A new contract brought in that year allowed family doctors to opt out of providing round-the-clock care for patients in return for around a £6,000 annual drop in salary each.
But the current arrangements - which sees PCTs using a mixture of in-house teams, co-operatives and private firms - has come in for repeated criticism.
The poll and investigation, by Pulse magazine, found that 60% of 880 GPs surveyed believe the standard of services has declined since PCTs took over responsibility.
Just over one in 10 (12%) said they thought the service had improved. Almost half (44%) of GPs questioned said they had had patients complain about out-of-hours care in the last year.

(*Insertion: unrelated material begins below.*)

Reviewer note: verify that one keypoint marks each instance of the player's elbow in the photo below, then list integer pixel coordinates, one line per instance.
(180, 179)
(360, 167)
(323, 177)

Meanwhile, the workload of those GPs working out-of-hours had gone up 75% since PCTs took over.
According to Pulse, some GPs had said PCTs were relying on "telephone triage" rather than face to face consultations. Trusts were also increasingly using nurses rather than doctors, it said.
A Pulse poll of more than 3,000 patients also found that one in five had received "poor" or "very poor" care the last time they sought help out-of-hours.
Health Minister Ben Bradshaw said: "The NAO report on out-of-hours services (May 2006) recognised that patients' experiences of out-of-hours services were generally positive. Primary care trusts have a legal responsibility to make sure patients are well cared for during the out-of-hours period and are responsible for performance managing their providers in the delivery of out-of-hours services."